The observation that high TSP2-48W could predict HCC development was noteworthy in Study 2. Since patients with histopathological fibrosis are particularly susceptible to HBV-related HCC, it is important to accurately assess liver fibrosis and determine the appropriate therapeutic strategy for patients with HBV, including the optimal timing for antiviral therapy. Several non-invasive methods have been established for estimating liver fibrosis progression and disease activity. These include FIB-4 index, M2BPGi, autotaxin, and magnetic resonance elastography25,26,27,28. However, the risk of HCC development independently of liver fibrosis has not been sufficiently investigated. In this context, serum TSP2 could represent a new predictive marker for HCC development in HBV patients.

TSP2 has been reported to be associated with the progression of various solid cancers, such as pancreatic cancer, bile duct cancer, and gastric cancer29,30. The reported mechanism involves its effects on cell proliferation signaling and the extracellular matrix, which are crucial for tumor cell invasion and migration within the tumor microenvironment29. Therefore, a similar mechanism may exist in the progression of HCC. Matsumae et al. reported that TSP2 was useful for predicting the development of HCC after HCV eradication with direct-acting antivirals, independently of the FIB-4 index31. This finding suggests that TSP2 may contribute to tumor progression in HCC independently of liver fibrosis.
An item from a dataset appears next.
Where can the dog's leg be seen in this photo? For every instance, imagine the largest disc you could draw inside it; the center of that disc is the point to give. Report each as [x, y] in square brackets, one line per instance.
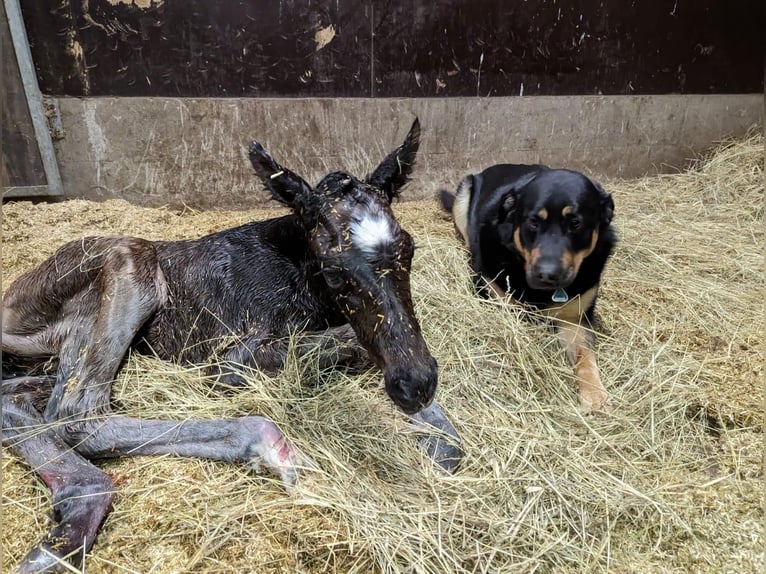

This study had several limitations. First, it was conducted at a single center with a retrospective design. Second, the number of patients was relatively small, which precluded multivariate Cox regression analysis. Larger multi-center analyses are needed to confirm the clinical utility of TSP2 in HBV.

In conclusion, higher TSP2-48W of ≥ 24 ng/mL may be a predictive biomarker of HCC occurrence in HBV patients receiving NA therapy. Following the quantitative changes in serum TSP2 may be of clinical benefit during NA treatment and warrants further study.